I rushed all Saturday morning to make it to the Crownpoint, New Mexico Post Office before 11:00AM the weekend before the weekend before Christmas. Having been away from my family and friends in Kentucky for the past four months, I was excited to send packages containing wonderful Native American arts and crafts from this area. I pulled into the mostly unpaved dirt parking lot, which until recent grading was full of potholes that could have been the result of cannon fire! Another lady was just pulling away and saw me with my arms full of the brown boxes. “It’s just so aggravating”, she said. “They are not even open for the morning. Oh well, what do you expect, it’s the Reservation.” I considered the woman’s remark.

She was a white person like me, whom the Navajo call a “Bilagaana.” She obviously meant that things here in Navajo Land are not the same as the rest of the Country. I wondered though, did she feel that places like this get the short end of the stick from government services, or did she mean that nothing in general seems to follow the same rules? Does she consider this area substandard because of the people who live and work here, or the Powers That Be? Is she here because she married a Native American man, or did the wind send her this way for a temporary stay as it has me? I wished I’d taken a moment to ask.

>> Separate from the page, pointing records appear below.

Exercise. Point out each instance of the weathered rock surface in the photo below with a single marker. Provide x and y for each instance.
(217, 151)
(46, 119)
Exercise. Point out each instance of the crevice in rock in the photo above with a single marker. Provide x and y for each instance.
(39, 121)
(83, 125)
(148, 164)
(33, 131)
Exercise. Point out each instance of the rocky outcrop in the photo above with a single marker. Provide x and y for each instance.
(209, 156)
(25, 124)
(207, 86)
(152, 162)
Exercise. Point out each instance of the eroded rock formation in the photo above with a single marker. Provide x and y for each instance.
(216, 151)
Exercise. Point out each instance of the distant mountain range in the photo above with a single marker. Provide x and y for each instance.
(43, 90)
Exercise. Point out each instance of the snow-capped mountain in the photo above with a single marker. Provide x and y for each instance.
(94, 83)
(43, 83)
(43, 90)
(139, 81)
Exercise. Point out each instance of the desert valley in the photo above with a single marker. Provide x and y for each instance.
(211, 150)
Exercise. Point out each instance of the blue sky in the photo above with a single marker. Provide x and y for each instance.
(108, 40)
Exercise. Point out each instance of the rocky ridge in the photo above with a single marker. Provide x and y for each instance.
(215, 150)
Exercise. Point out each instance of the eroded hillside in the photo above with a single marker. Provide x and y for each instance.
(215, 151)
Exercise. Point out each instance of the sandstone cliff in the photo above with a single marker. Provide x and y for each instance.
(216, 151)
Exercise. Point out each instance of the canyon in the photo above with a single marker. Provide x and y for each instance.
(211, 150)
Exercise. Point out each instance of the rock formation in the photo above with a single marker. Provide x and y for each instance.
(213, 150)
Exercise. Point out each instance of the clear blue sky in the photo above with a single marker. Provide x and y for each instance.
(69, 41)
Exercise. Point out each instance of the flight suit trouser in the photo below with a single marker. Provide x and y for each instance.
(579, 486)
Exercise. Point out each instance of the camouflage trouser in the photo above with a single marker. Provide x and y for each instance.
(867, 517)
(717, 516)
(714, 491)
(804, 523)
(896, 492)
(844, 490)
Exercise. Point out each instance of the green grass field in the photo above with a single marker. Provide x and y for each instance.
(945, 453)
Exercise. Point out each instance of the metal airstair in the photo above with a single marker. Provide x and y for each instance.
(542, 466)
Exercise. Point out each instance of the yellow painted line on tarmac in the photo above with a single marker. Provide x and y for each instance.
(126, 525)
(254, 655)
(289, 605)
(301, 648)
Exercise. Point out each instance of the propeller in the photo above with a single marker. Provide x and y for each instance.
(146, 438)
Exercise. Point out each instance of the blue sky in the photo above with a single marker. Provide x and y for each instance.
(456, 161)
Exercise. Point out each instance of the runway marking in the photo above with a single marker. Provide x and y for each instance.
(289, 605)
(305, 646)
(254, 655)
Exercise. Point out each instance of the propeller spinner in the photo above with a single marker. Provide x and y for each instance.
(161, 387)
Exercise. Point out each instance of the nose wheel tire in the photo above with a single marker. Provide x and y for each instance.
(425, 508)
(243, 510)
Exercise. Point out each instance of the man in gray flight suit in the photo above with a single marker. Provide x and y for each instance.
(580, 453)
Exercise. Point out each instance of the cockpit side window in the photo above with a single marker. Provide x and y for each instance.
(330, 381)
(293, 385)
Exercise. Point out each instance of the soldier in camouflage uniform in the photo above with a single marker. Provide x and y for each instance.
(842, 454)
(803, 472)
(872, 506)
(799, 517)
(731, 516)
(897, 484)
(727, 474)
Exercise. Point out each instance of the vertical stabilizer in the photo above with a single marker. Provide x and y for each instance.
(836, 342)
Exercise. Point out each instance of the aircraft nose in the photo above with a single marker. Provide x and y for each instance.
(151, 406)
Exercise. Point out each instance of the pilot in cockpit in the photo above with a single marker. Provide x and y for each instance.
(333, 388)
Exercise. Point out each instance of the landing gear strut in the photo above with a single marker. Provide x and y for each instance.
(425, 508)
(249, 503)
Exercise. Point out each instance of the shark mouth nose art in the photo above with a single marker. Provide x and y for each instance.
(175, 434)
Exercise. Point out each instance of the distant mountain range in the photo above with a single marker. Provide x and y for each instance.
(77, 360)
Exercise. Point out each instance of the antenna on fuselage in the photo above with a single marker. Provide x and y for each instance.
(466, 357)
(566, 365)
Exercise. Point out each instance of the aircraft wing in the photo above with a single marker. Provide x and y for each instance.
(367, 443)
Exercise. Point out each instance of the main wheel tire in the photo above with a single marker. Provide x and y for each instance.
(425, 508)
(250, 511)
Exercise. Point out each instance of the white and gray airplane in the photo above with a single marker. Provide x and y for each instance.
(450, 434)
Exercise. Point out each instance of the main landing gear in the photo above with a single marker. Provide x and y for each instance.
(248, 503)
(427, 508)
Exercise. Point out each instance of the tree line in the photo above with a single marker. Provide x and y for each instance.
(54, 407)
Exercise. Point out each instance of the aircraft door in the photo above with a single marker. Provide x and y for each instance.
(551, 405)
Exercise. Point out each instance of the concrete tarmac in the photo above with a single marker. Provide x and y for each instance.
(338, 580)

The evening before I did some last minute shopping at the famous Crownpoint rug auction. After I visited jewelry and craft booths, the rug auction began. One Navajo lady waited almost breathlessly while months of her weaving effort was held up to mostly non-native customers. Although her work was very beautiful and bidding started at $900, it did not sell that night. She looked so sad, as if fighting back tears. I wondered what that money was needed for this month.
Things here are both very simple and more complex than elsewhere. Most people agree things run differently because of a backlog of agendas, “Indian Time,” and priorities that are different from mainstream America. Even the recent Tribal campaign and elections became so contested and complicated that many of the people were left embarrassed at the inefficiency.

Although I also once lived for five years adjacent to a Reservation in South Dakota and worked with Lakota children, I do not presume to know the answers. I am simply a Precious Blood volunteer spending a year in this beautiful land of mesas and warm hearted people who often lack basic needs and things other Americans think they can’t live without. I am absorbing all that I can and feeling grateful for being accepted here. Hopefully, I can offer some assistance where it is wanted. I know I will leave a more enriched person, even if I hit a lot of potholes while here.

Patricia Wood is a Precious Blood Volunteer serving at St. Paul Catholic Church in Crownpoint, New Mexico.